Democrats up and down the ticket are weak at this point. Chicago's mayor has a 14 percent approval rating, the worst in recorded history. The teacher’s union president, the notorious SDG (Stacey Davis Gates), recently made appalling comments comparing the Hispanic CEO of Chicago Public Schools to a special-ed student, which is the kind of insult referring to the neediest of students in the system that one would expect Democrats to put in the mouth of Trump. She apologized rapidly of course, but her apology was not accepted by the parents of kids with disabilities who are particularly sensitive to this sort of tasteless joke.

At the county level, Toni Preckwinkle is also weak, having just had her incumbent State’s Attorney Kim Foxx forced to resign and her hand-picked successor, who was worse than Foxx if that's possible, rejected by her own party's voters. Now there's a new sheriff in town. State’s Attorney Eileen O'Neill Burke is reversing the policies of her Soros-funded predecessor.

At the state level, JB Pritzker only carried Illinois for the nearly departed Joe Biden by 11 percentage points, a very disappointing result based on the recent electoral history, which showed regrettable blue dominance.

So, as they gird for battle with a very strong Trump administration full of enthusiasm and determination, Democrats are weak at every level.

Perhaps that's one reason why the Trump administration picked them out as an example. The other of course is the conservative media has made a poster boy for progressivism out of Chicago, notably Fox News, which has the highest ratings of any cable news network in the country.

So it will be fascinating TV viewing next week. We have an all-Midwest national championship in college football pitting the Fighting Irish of Notre Dame against the Ohio State Buckeyes, the inauguration (which has been moved indoors, ostensibly because of the cold but perhaps to minimize the risk of assassination by the violent left), and we have the national championship of the forces of sanctuary versus the forces of deportation.

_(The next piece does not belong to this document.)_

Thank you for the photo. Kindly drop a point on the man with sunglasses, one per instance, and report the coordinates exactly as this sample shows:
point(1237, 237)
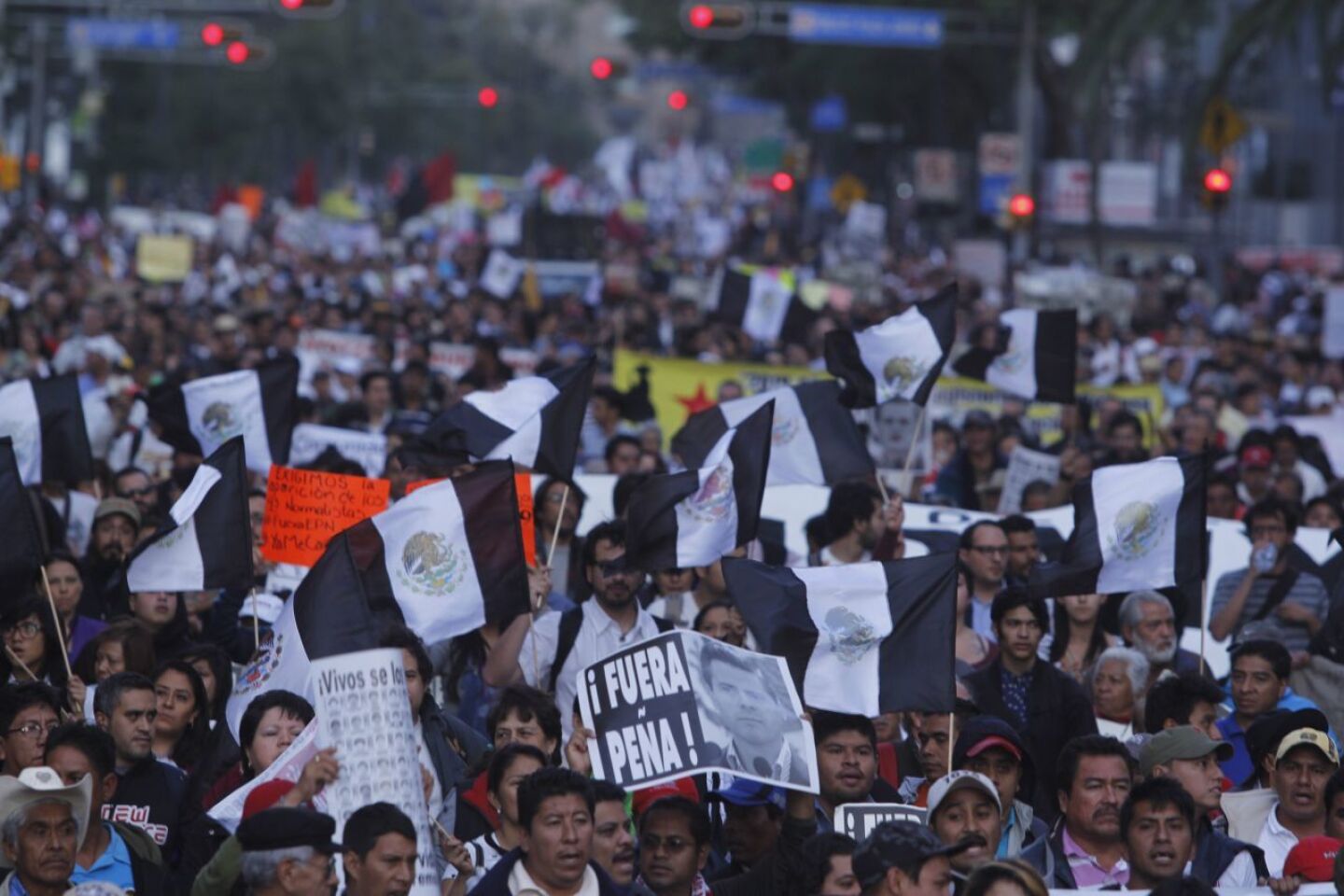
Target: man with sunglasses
point(28, 712)
point(550, 651)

Unlike the national championship, the bookies don't place odds on Tuesday’s events, and this writer finds it difficult to handicap as well. It seems to me that the administration is bound and determined to get this done, and history shows that betting against the power of the federal government is a poor idea, so I would have to bet that the feds will get the job done to some extent at least.

The atmosphere does have some echoes of the confederate seizure of Fort Sumter that began the civil war, although the political polarity is somewhat reversed. The notion of Illinois State Police, Cook County Sheriff's Police, and the Chicago Police Department standing against federal ICE officers is both jarring and chilling. It also raises the specter of the potential mutiny of said officers in the face of clearly legal federal efforts to enforce federal law.